For each graph dataset, we'll have a brief description, along with code to generate that data from the primary source. For the moment, we ask you to please cite
@misc{more-graphs,
title = "More graph datasets",
author = "David F. Gleich and Charles Colley and Omar Eldaghar and Meng Liu and Huda Nassar and Haoteng Yin",
howpublished = "Github: dgleich/more-graphs",
year = {2019},
note = "Accessed on",
}
- SuiteSparse Matrix Collection: https://sparse.tamu.edu/
- Colorado Index of Complex Networks: https://icon.colorado.edu/
- Koblenz Network Collection: http://konect.uni-koblenz.de/
- Stanford Network Analysis Project: http://snap.stanford.edu
The graph and network data is distributed as an SMAT file. The format of the file is:
File: Header Body Header: num_nodes:Int num_nodes:Int num_edges:Int Body: Edge*num_edges Edge: source_id:Int dest_id:Int weight:Double
Undirected edges are listed twice, i.e. both (src,dst) and (dst,src) edges exist.

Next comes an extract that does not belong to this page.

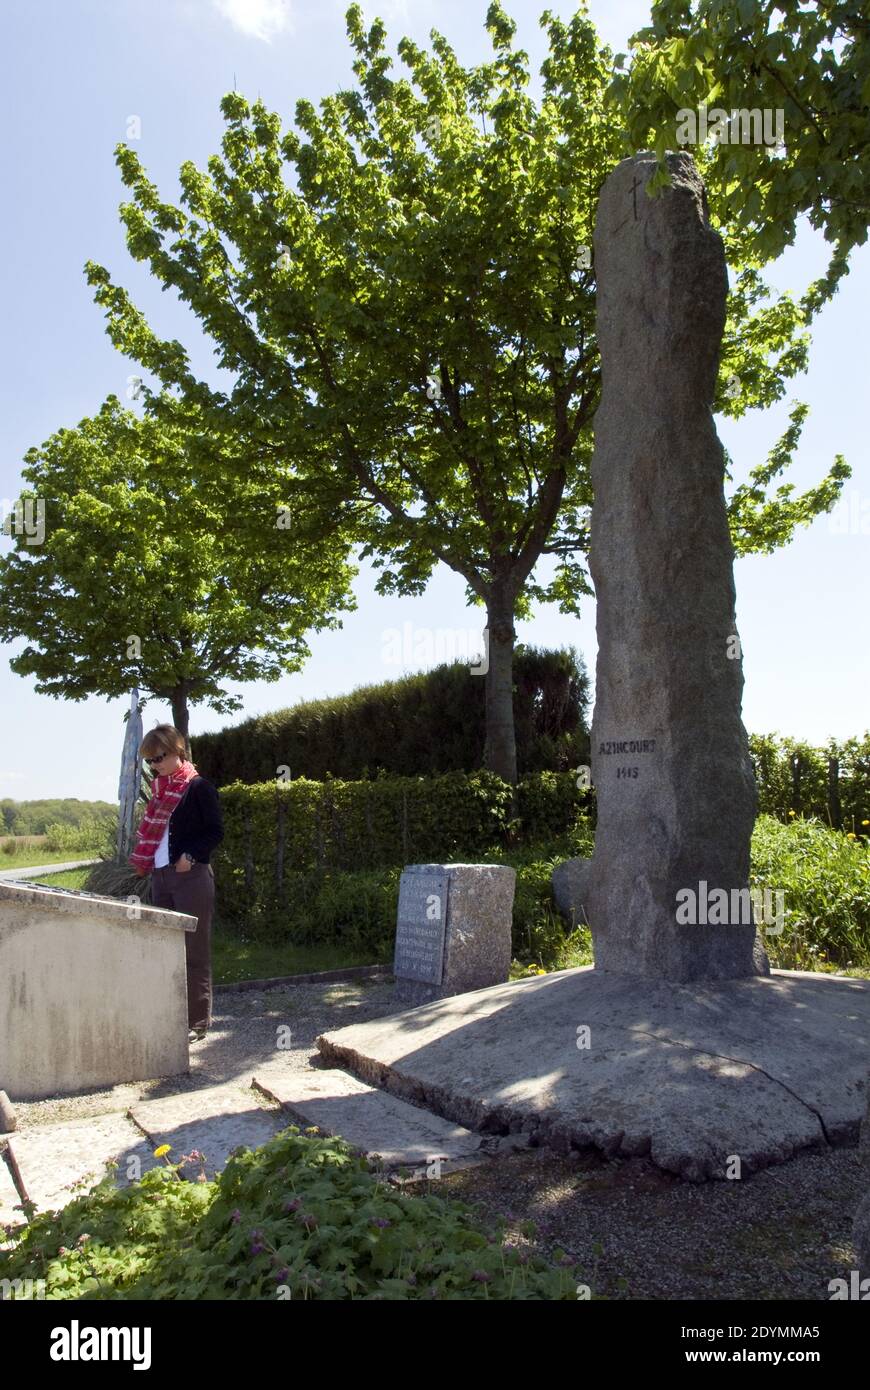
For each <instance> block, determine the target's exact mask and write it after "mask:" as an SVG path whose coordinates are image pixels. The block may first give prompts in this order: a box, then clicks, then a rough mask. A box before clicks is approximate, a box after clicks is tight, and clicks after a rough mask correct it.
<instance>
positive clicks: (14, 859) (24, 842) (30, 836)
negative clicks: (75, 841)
mask: <svg viewBox="0 0 870 1390" xmlns="http://www.w3.org/2000/svg"><path fill="white" fill-rule="evenodd" d="M44 841H46V837H44V835H4V837H3V838H1V840H0V872H1V870H3V869H32V867H35V866H36V865H68V863H69V862H71V860H75V859H96V856H97V855H99V853H100V848H101V847H100V845H95V847H93V848H92V849H44V848H40V847H43V845H44Z"/></svg>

The node and edge ids run from 0 to num_nodes-1
The following lines describe a 3-node clique in SMAT.
3 3 6
0 1 1
0 2 1
1 2 1
1 0 1
2 0 1
2 1 1
Various other data are stored as bipartite or weighted graphs. Here is an example:
3 4 6
0 0 1.5
1 1 0.5
2 2 1
0 1 0.5
0 4 1
2 1 0.5
The Python code takes in a filename, and returns a list of lists representation of the graph.

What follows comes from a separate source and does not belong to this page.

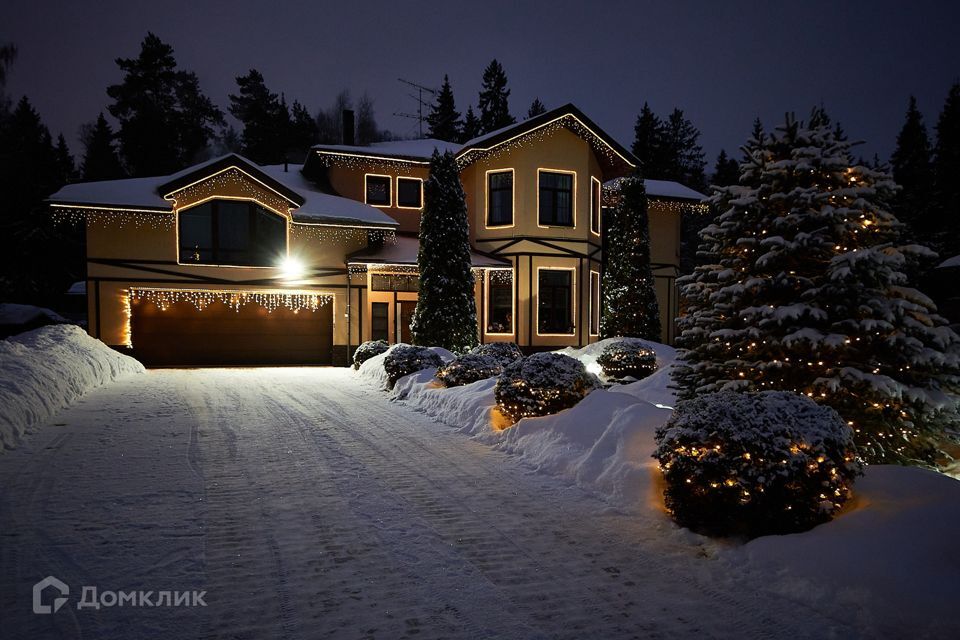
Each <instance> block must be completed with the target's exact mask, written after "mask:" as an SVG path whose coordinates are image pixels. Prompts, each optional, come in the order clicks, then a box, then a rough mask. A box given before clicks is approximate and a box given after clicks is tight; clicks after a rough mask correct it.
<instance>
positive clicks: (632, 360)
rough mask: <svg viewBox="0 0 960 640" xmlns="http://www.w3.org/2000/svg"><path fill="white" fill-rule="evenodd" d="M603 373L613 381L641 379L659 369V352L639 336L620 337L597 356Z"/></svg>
mask: <svg viewBox="0 0 960 640" xmlns="http://www.w3.org/2000/svg"><path fill="white" fill-rule="evenodd" d="M597 364H598V365H600V367H601V368H602V369H603V375H605V376H607V377H608V378H610V379H611V380H613V381H617V382H630V381H631V380H640V379H642V378H646V377H647V376H648V375H650V374H651V373H653V372H654V371H656V370H657V354H656V352H655V351H654V350H653V348H651V347H650V346H649V345H648V344H647V343H646V342H644V341H643V340H638V339H637V338H620V339H619V340H616V341H614V342H611V343H610V344H608V345H607V346H606V347H604V349H603V352H602V353H601V354H600V355H599V356H598V357H597Z"/></svg>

def read_smat(filename, set_undirected = True):
""" Load an SMAT file into a list-of-lists graph representation. """
f = open(filename, 'rU')
hdr = f.readline()
parts = hdr.split()
nverts = int(parts[0])
ncols = int(parts[1])
nedges = int(parts[2])
nremedges = nedges # number of remaining edges
if nverts != ncols:
raise ValueError(
'read_smat line 1: requires nrows (%i) = ncols (%i) for graph'%(
nverts, ncols))
graph = [ [] for _ in xrange(nverts) ]
for lineno, line in enumerate(f):
parts = line.split()
if len(parts) == 0: continue
if nremedges==0:
raise ValueError(
'read_smat line %i: more than %i edges found'%(
lineno+2, nedges))
src = int(parts[0])
dst = int(parts[1])
if src < 0 or src >= nverts or dst < 0 or dst >= nverts:
raise ValueError(
'read_smat line %i: out-of-range edge (%i,%i) found (nverts=%i)'%(
lineno+2, src, dst, nverts))
graph[src].append(dst)
nremedges -= 1
return graph
The following matlab code reads an SMAT file to a Matlab sparse matrix.
function A = readSMAT(filename)
% READSMAT Load a graph into a Matlab sparse matrix
% A = readSMAT(filename) where
% filename is the name of the SMAT file and
% A is the MATLAB sparse matrix
if ~exist(filename,'file')
error('readSMAT:fileNotFound', 'Unable to read file %s', filename);
end
s = load(filename,'-ascii');
m = s(1,1);
n = s(1,2);
ind_i = s(2:length(s),1)+1;
ind_j = s(2:length(s),2)+1;
val = s(2:length(s),3);
clear s;
A = sparse(ind_i,ind_j,val, m, n);